Christopher Benfey | |
Birth Place: | Merion, Pennsylvania, U.S. |
Occupation: | Professor |
Subject: | Emily Dickinson |
Notableworks: | Degas in New Orleans: Encounters in the Creole World of Kate Chopin and George Washington |
Christopher Benfey (born October 28, 1954) is an American literary critic and Emily Dickinson scholar. He is the Mellon Professor of English at Mount Holyoke College.
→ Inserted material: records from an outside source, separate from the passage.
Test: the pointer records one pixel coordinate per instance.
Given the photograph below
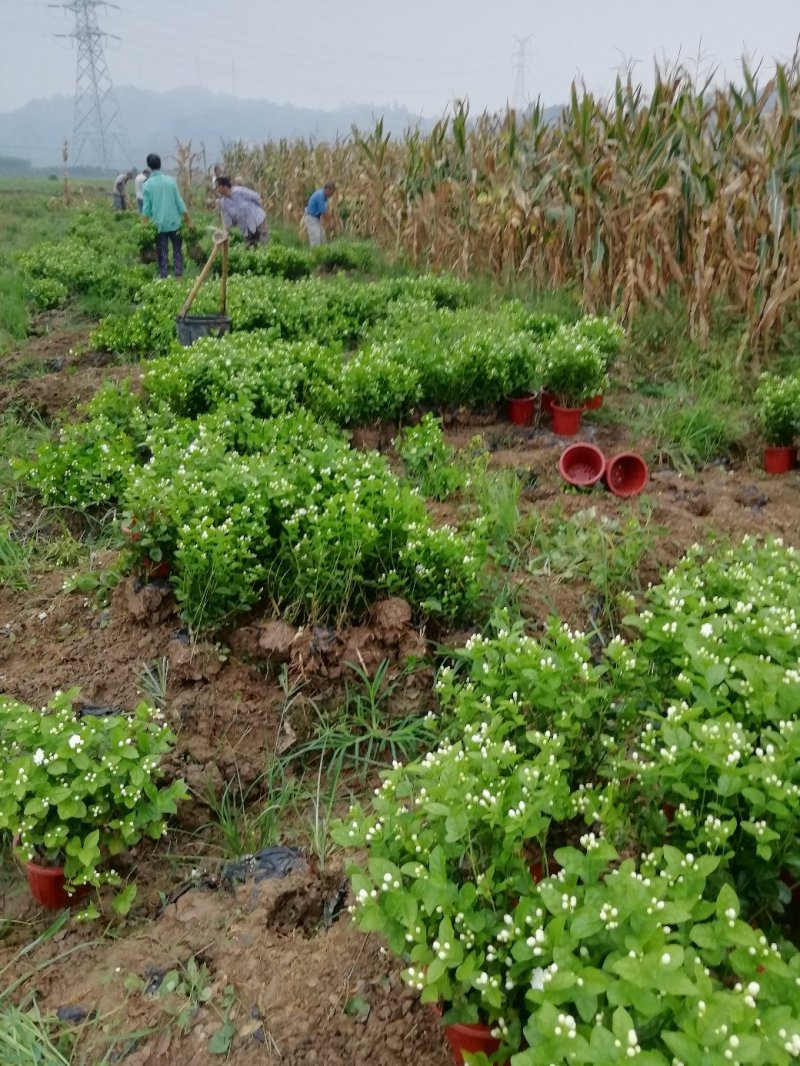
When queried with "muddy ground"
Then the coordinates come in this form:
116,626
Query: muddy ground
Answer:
309,988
Benfey was born in Merion, Pennsylvania, but spent most of his childhood in Richmond, Indiana.[1] and attended The Putney School. His father was a German immigrant and his mother was from North Carolina.[1] He began his undergraduate studies at Earlham College, where his father, Otto Theodor Benfey, was a professor in the Chemistry department,[1] and completed his B.A. at Guilford College. Benfey holds a Ph.D. in Comparative Literature from Harvard University.
Benfey is a specialist in 19th and 20th century American literature. He is also an established essayist and critic who has been published in The Atlantic,[2] The New York Times Sunday Book Review, The New Republic, The New York Review of Books, and The Times Literary Supplement. He was an art critic for Slate.[3]
He is Andrew W. Mellon Professor of English.[4] He is a Guggenheim fellow,[5] as well as a fellow of the National Endowment for the Humanities.[5]